Choosing the Right Location

First things first, you’ll need to decide on a location for your home office. Since the sky’s the limit here, we can think beyond the basics. While the spare or ‘box’ room might be the path of least resistance for standard home office fare, these smaller spaces are not necessarily conducive to comfort and productivity advises

Ideally, your office environment would avail of abundant natural light, and be naturally free of household noise. It is for this reason that outhouses have become popular options for at-home offices, where work is separated from the home by a garden ‘commute’ – which similarly reduces distractions from within the home. A durable timber structure could be the basis for a fully-featured office sun-room; building this from scratch would effectively allow you to choose your ideal floor-plan and footprint.

Personalised Workspace Design

On this subject, the design of your office space is crucial to its efficacy as an office space – and with complete free reign over the makeup of your space, if not its square footage, you can achieve any number of finished layouts that serve your individual needs.

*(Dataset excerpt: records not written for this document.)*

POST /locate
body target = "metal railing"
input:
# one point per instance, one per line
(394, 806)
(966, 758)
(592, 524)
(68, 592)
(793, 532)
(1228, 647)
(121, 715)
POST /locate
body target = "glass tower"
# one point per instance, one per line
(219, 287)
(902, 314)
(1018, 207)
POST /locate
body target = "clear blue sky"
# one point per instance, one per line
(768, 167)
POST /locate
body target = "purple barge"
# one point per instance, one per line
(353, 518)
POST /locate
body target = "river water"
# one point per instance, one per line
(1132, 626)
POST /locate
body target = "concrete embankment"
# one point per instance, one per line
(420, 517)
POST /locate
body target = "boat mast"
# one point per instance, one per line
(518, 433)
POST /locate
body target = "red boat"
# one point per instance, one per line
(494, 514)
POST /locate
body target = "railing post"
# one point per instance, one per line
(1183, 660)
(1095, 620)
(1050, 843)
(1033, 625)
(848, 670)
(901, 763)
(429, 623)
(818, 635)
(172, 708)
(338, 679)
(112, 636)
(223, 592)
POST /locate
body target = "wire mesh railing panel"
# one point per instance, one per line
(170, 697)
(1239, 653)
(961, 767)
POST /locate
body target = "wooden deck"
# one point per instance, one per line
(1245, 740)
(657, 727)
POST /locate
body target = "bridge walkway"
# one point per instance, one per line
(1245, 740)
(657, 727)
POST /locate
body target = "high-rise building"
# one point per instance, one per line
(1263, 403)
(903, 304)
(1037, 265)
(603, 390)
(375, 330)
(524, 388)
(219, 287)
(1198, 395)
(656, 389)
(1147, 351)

Not only does the layout need to service your requirements as a worker, but it should also reflect aspects of your personality in such a way that you can feel at home within it.

A key part of this process is de-cluttering. All too often, home offices become multi-purpose spaces that inherit awkward items and tasks from other parts of the house. In this way, offices have a dual role as spare bedroom or ancillary storage space, which can make for distracted working and discomfort in kind. As such, a concerted effort to define your office as a single-use space – and to de-clutter your home of items that might find their way into your office for the long run – can pay dividends.

Ergonomic Office Furniture

To a large extent, your office’s functionality and feel will be defined by the furniture you choose for it. While there are aesthetic considerations to bear in mind, ergonomics are the far more important factor. Assuming full-time hours, you’ll be spending upwards of six hours per day in your office – and risking musculoskeletal disorder where careful furniture choices are not made.

According to HSE guidelines for posture, the top of your screen should be at eye level and at arm’s length from you. Your keyboard should sit just below your elbow heigh, and your feet should be able to reach the floor comfortably. Ensuring your chair and desk match up height-wise is the simplest way to achieve this.

Tech and Connectivity

Finally, there will be some technological requirements to consider regarding your office. At the very least, you will need ample electrical outlets for ambient and task lighting as well as your computer and peripherals. Your office should also a strong internet connection, which may necessitate the running of a Cat-5 cable from your router to the office for guaranteed connectivity and speed. Past this, differing needs engender differing directions.